A common feature of this critical point is the branching structure of neurons, known as fractal patterns. Fractals, like those seen in snowflakes, moleculesor the distribution of galaxies, appear in it complex of systems. in physics, the fractal dimension is the “critical exponent” that sits on the edge of chaosbetween order and disorder.

Ansell and Kovác now claim that the presence of nanoscale fractals in 3D reconstructions of the brain is a sign of this “criticality”.

Due to data limitations, the duo was only able to analyze one partial region of the human, mouse and fruit fly brain. Yet even with this limited image, the team found matching fractal-like patterns that looked similar regardless of whether they were zoomed in or out.

The relative size of different neuronal segments and their diversity appear to be conserved across scales and species. Brain systems that are neither too organized nor too random are perfectly fine, balancing the cost of neural “wiring” with the demands of long-distance connections.

Ansell and Kovács argue that this ‘Goldilocks effect’ could be a universal, governing principle of all animal brains, although proving this will require much more research.

“At first, these structures look quite different – the fly’s entire brain is roughly the size of a small human neuron,” he says Ansell. “But then we found new properties that are surprisingly similar.”

Further studies are now needed to determine whether this shared criticality exists across the range of the animal brain and between different species.

While previous studies have analyzed the criticality of the brain in terms of neuron dynamicsit was not until recently possible to analyze and compare the structure of animal brains at the cellular level.

Of course, data limitations still exist, but there are currently major efforts in neuroscience to map the anatomy and connectivity of the brain in as many details as possible.

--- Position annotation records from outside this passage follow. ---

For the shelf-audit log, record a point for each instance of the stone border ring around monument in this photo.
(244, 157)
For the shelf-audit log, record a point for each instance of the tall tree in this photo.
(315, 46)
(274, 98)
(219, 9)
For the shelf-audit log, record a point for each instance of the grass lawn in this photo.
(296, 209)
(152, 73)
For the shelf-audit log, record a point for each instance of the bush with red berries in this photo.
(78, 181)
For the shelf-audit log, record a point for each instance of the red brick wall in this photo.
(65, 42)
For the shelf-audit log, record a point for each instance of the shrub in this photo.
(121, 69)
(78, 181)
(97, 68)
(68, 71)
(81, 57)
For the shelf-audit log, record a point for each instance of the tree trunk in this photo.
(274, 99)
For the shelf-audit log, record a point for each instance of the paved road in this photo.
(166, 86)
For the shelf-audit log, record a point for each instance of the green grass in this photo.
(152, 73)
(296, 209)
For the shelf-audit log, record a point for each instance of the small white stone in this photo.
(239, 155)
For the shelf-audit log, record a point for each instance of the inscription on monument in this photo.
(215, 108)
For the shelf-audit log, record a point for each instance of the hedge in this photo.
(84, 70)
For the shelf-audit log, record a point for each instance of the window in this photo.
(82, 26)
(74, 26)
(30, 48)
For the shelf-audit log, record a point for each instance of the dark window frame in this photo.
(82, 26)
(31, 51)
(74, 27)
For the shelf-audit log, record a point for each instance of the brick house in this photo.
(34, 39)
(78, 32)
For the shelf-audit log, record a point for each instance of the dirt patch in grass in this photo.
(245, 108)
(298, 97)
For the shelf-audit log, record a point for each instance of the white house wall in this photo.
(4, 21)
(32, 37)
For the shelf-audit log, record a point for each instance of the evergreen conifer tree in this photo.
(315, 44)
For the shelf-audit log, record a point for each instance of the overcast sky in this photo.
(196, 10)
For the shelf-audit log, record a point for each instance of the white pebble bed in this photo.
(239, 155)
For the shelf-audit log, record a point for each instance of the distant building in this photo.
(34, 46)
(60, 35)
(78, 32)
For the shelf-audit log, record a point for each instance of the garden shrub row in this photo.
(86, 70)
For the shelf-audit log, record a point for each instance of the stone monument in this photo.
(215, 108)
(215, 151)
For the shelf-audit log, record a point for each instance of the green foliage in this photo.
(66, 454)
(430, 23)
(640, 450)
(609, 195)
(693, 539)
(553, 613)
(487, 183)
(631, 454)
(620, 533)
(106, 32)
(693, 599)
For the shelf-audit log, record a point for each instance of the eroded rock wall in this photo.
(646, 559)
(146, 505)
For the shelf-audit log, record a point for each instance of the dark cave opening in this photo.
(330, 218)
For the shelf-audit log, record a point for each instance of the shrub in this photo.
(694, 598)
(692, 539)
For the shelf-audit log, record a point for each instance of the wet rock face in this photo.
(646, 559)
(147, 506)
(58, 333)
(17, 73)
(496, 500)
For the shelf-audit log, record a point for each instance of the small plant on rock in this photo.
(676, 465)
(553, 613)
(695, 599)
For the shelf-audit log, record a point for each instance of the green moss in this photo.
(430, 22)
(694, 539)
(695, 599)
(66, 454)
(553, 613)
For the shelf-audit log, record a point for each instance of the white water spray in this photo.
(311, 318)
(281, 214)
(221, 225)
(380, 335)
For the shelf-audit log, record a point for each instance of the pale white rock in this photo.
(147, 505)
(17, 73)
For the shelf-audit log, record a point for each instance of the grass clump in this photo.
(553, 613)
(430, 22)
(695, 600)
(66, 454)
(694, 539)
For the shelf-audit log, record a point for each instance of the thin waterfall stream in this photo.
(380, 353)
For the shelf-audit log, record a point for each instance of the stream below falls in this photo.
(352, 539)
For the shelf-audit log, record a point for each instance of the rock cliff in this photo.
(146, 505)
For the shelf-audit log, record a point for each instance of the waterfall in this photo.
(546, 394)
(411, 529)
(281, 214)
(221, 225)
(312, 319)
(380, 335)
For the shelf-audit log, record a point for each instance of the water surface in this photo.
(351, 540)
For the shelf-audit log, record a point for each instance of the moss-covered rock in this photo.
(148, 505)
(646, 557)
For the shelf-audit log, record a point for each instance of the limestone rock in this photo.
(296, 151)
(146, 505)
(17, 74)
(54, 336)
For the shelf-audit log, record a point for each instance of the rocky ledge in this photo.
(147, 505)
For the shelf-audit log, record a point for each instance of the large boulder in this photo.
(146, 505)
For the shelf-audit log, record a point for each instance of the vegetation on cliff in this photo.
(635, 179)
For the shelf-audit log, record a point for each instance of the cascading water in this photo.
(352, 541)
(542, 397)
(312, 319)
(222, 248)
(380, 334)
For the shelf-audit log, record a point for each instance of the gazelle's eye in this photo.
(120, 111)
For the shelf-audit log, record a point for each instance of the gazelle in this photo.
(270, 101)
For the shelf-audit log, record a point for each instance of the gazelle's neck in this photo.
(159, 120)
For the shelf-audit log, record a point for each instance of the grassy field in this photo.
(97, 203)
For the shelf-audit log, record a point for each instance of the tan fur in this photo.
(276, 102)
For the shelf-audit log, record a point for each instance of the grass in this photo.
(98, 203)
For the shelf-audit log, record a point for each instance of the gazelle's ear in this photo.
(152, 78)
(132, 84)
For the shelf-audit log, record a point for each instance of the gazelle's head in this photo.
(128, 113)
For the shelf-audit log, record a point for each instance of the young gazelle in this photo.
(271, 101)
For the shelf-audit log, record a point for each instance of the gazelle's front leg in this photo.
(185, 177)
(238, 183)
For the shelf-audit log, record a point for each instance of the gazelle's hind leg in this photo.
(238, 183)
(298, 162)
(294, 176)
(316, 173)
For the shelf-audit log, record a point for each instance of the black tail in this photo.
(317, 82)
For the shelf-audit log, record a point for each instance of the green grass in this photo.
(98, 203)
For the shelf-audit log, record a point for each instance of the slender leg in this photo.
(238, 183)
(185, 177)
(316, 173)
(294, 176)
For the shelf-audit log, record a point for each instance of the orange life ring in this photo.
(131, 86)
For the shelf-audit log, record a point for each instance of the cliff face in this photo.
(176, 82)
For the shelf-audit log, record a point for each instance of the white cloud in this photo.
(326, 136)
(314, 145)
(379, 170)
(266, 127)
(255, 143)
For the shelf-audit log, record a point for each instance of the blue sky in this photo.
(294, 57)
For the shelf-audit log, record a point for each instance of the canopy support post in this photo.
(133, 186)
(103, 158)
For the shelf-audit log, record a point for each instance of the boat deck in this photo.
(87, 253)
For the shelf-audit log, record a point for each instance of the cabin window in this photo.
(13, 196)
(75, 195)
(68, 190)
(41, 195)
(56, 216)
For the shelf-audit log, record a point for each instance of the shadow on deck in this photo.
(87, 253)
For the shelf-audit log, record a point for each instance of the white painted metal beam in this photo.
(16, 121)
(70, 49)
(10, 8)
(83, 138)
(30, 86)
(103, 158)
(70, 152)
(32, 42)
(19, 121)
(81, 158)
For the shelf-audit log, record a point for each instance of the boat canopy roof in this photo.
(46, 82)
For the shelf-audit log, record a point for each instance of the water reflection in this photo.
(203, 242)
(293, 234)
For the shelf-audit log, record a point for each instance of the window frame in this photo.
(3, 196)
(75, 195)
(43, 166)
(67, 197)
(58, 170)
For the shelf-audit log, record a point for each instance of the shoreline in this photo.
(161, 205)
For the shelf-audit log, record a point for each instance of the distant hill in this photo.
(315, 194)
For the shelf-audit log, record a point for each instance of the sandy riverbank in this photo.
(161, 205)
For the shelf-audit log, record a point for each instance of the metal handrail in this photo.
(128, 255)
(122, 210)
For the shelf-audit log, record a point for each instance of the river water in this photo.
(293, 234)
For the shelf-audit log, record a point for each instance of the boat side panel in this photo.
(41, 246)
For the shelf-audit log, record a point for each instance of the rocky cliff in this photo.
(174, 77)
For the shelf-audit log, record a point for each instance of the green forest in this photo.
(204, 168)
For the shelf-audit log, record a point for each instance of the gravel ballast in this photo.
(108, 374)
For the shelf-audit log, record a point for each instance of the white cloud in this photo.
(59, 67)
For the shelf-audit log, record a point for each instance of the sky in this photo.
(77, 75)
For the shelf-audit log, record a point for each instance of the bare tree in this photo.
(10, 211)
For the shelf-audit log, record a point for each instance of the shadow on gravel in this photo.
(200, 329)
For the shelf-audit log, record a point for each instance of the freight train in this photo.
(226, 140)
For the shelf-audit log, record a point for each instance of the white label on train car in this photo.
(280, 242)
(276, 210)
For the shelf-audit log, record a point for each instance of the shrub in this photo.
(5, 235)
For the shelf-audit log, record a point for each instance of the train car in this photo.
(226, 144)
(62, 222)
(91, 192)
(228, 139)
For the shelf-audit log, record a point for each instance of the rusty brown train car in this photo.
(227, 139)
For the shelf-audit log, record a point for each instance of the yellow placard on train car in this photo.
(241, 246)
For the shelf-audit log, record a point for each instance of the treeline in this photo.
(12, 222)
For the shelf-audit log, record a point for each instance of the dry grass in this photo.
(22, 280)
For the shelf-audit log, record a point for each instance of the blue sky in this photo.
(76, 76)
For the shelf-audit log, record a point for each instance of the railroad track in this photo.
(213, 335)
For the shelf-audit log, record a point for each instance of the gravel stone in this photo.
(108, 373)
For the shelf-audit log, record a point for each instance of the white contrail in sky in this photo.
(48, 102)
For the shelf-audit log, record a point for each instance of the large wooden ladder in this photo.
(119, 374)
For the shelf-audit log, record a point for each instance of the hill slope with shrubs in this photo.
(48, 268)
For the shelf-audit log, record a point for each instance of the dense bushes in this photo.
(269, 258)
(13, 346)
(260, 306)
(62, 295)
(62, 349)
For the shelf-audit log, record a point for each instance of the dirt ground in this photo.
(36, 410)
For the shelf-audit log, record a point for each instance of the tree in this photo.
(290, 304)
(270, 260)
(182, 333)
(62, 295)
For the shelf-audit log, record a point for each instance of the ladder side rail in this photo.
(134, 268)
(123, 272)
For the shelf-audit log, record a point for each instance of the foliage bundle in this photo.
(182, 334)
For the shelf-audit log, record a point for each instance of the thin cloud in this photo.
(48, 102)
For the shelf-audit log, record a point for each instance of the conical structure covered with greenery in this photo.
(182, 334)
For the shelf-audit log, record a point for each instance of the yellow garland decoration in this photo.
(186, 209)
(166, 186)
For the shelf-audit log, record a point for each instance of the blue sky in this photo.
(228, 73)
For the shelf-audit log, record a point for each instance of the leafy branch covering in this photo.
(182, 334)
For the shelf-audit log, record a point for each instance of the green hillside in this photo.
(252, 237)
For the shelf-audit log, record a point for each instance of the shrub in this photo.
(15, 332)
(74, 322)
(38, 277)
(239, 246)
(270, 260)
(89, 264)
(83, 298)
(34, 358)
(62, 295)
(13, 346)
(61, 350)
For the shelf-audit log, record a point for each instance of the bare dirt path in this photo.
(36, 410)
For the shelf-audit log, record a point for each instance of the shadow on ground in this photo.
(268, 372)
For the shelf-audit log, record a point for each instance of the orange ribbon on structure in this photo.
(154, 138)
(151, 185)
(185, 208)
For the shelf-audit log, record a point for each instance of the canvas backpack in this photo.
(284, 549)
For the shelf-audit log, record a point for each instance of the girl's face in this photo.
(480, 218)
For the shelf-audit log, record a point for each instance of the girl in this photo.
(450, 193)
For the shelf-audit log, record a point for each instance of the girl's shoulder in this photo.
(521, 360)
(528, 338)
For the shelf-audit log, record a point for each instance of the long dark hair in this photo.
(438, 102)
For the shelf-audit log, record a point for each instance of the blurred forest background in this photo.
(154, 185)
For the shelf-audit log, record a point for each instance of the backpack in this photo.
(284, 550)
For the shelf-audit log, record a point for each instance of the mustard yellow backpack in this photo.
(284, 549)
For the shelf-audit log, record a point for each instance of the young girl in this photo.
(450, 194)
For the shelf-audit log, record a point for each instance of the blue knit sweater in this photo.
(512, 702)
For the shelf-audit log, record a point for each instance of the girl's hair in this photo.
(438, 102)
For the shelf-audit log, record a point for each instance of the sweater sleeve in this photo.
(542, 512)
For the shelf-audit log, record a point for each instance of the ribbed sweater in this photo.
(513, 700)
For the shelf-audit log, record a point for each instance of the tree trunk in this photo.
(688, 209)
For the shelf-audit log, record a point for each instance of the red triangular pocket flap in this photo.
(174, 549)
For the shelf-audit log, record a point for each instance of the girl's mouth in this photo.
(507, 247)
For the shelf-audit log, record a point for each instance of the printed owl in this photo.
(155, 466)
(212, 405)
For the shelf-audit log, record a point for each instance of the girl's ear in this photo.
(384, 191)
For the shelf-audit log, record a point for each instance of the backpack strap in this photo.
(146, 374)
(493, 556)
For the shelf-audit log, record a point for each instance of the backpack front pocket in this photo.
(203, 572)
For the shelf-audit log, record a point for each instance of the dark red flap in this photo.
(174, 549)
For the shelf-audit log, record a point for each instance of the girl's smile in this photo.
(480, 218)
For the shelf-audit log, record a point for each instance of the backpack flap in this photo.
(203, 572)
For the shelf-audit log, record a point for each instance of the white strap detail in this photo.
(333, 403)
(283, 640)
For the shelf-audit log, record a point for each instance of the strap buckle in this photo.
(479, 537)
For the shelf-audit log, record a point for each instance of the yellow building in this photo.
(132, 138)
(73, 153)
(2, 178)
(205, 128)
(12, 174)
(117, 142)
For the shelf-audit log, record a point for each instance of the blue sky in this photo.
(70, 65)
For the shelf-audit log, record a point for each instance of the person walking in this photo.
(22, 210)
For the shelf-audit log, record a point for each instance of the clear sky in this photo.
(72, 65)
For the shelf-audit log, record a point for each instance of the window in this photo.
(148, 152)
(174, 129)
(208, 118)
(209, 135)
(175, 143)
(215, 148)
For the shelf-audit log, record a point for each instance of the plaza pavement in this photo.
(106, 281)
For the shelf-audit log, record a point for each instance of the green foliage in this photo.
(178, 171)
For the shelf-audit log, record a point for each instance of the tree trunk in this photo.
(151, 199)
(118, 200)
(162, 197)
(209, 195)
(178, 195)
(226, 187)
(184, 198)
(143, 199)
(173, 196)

AND one cubic millimeter of the human brain was recently reconstructed and last year we have the first ever a complete map of the fruit fly brain, as well as a cellular map of the mouse brain.

“[The structural level] was the missing piece of how we think about the complexity of the brain,” he says physicist István Kovács from Northwestern.

“Unlike a computer, where any software can run on the same hardware, in the brain, dynamics and hardware are strongly related.”

Ansell he says the team’s findings “pave the way” to a simple physical model that can describe the brain’s statistical patterns. One day, such a feat could serve to improve brain research and train artificial intelligence systems.

The study was published in Communication physics.